Perbaikan dan Peningkatan Jaringan Irigasi Dinas PSDA Pemprovsu di Desa Suka Babo, Diduga Sarat KKN

www.negaraonline.com, Karo – Pengelolaan irigasi yang baik dan berkelanjutan sangat ditentukan keselarasan upaya pengembangan yang dilakukan pemerintah baik di tingkat pusat maupun di tingkat daerah.

Mengacu kepada Peraturan Pemerintah No 20 tahun 2006, fungsi irigasi adalah mendukung produktivitas usaha tani agar produksinya meningkat dan dapat menopang ketahanan pangan nasional dan meningkatkan kesejahteraan masyarakat khususnya petani.

Namun dalam kenyataannya, pengerjaan proyek rehabilitasi/perbaikan dan peningkatan infrastruktur irigasi yang ada di parit lompaten di Desa Suka Babo Kecamatan Juhar Kabupaten Karo yang bersumber dari APBD Provinsi Sumatera Utara tahun 2018 menurut pendapat berbagai kalangan terkesan dikerjakan asal asalan dan diduga sarat KKN.

Baca juga : http://www.negaraonline.com/game-zone-sampai-kecamatan-simpang-empat-ketua-pmii-angkat-bicara

Proyek Dinas PSDA Pemprovsu dengan nilai kontrak sebesar Rp 2.832.024.800 di kerjakan PT Permata Karya Kencana. Dinas PSDA Cipta Karya dan Tata Ruang Provinsi Sumut melalui UPT PSDA Lau Renun, lau biang beralamat di Jl.Sidikalang no.03 Sidikalang sebagai Penanggung Jawab kegiatan .
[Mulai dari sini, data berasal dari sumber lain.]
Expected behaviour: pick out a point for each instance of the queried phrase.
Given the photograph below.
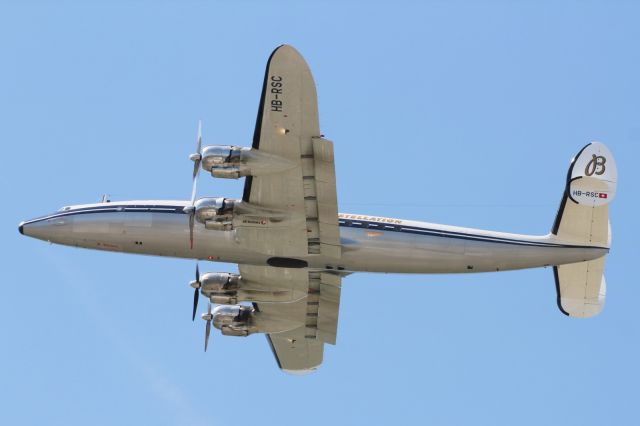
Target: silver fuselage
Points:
(369, 243)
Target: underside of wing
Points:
(294, 352)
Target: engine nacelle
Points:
(221, 287)
(215, 213)
(219, 282)
(233, 162)
(233, 320)
(232, 331)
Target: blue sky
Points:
(463, 113)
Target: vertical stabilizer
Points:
(583, 219)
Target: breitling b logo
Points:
(596, 165)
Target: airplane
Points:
(292, 246)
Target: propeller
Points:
(196, 157)
(196, 284)
(207, 317)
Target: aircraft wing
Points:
(287, 126)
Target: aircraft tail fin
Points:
(583, 219)
(581, 288)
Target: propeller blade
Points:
(196, 294)
(197, 159)
(208, 328)
(192, 217)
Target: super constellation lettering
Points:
(370, 218)
(276, 92)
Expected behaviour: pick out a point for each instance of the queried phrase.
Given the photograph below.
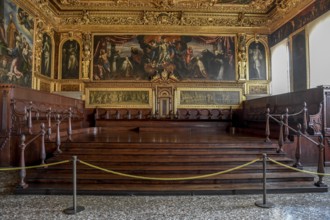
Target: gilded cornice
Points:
(261, 16)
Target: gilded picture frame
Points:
(119, 98)
(258, 59)
(143, 57)
(208, 98)
(70, 59)
(47, 55)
Pantauan dilokasi saat pemasangan pondasi dan dinding parit di beberapa lokasi tidak memakai batu kali, bahkan memanfaatkan batu sejenis batu boroh (batu rapuh) yang ada disekitar lokasi, begitu juga campuran semen yang bercampur tanah.
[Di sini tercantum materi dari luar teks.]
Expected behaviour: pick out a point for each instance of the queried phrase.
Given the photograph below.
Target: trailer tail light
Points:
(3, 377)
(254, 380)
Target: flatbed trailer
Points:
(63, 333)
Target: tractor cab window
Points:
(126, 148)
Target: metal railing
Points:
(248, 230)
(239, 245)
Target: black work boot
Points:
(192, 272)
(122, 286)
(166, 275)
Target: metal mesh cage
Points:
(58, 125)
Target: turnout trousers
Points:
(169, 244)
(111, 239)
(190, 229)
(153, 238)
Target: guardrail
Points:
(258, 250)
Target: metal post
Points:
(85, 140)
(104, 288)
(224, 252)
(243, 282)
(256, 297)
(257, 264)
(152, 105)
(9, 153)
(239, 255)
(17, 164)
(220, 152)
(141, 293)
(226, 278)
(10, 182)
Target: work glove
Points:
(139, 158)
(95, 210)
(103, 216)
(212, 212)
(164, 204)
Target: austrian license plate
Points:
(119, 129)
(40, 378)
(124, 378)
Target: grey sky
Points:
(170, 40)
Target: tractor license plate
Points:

Menanggapi hal tersebut, Ketua LSM LAMI Kabupaten Karo, Rekro Tarigan saat dijumpai di halaman Gedung DPRD Karo, Selasa (27/11/18) mengatakan proyek pengerjaan rehabilitasi dan peningkatan irigasi parit lompaten dari segi tekstur bangunannya tidak akan bertahan lama. Pengerjaannya diduga asal-asalan karena sebagian dinding parit hanya disisip dan diplaster saja. Pemprovsu pernah mengglontorkan dana sebesar Rp 7,5 Miliyar tahun 2016, tahun 2017 sebesar Rp 8 Milyar dan tahun 2018 sebesar Rp, 2,8 Miliyar.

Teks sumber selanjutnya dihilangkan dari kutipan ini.